SimGus / Chatette

A powerful dataset generator for Rasa NLU, inspired by Chatito
MIT License
319 stars 56 forks source link

Convert Rasa NLU training data to Chatette format #40

Closed visvamba closed 4 years ago

visvamba commented 4 years ago

Is it possible to convert my data/nlu.md or nlu.json into a Chatette file? The base file option only extracts the regex and lookup from Rasa files, from what I can tell.

SimGus commented 4 years ago

Hey @visvamba! Thanks for your question.

Chatette is meant to generate training data (so the nlu.md or nlu.json files in Rasa) from templates, not the other way around. Generally, you'll have to write either your templates on your own (or use someone else's), or write the training data yourself directly.

There would actually be a way to automatically turn a training data file into a template file, but without extracting the structure behind the examples, which wouldn't make much sense. For example, given the following nlu.md:

## intent:ask-food
- I want [food](food)
- I want a little bit of [fish](food)
- I would like [fish](food)
- I would like some [food](food)

you could automatically create this template file:

%[ask-food](4)
  I want @[food]
  I want a little bit of @[food]
  I would like @[food]
  I would like some @[food]

@[food]
  fish
  food

which I assume is not what you want. Given the same training data, the following template would make much more sense, but is not easy to automatically generate -- if possible at all:

%[ask-food](4)
  I want ~[some] @[food]
  I would like ~[some] @[food]

~[some]
  some
  a little bit of

@[food]
  food
  fish

This is obviously a very simple example, but I guess you see the point: making a template which contains each and every example that's in your training data doesn't make much sense. If needed though, it shouldn't be too hard to make a small bash script that turns your nlu.md file into a "dumb" template file as I just showed you, if you really need this.

If you're interested, this problem of extracting structure (i.e. templates) from a list of example is actually still an active research subject.

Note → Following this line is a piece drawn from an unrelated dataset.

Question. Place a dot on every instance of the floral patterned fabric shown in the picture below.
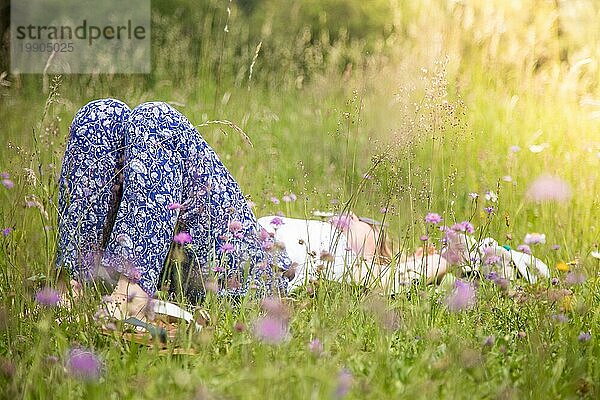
(132, 180)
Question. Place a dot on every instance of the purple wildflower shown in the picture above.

All that being said, could you please tell me why you need to do the reverse process that Chatette does?

Cheers.

visvamba commented 4 years ago

Thanks for your explanation. I can see why the reverse process would be better done by hand. I asked because I have a moderately-sized training data set already written for my Rasa model in Markdown, and I think the Chatette format is a lot cleaner and easier to organise.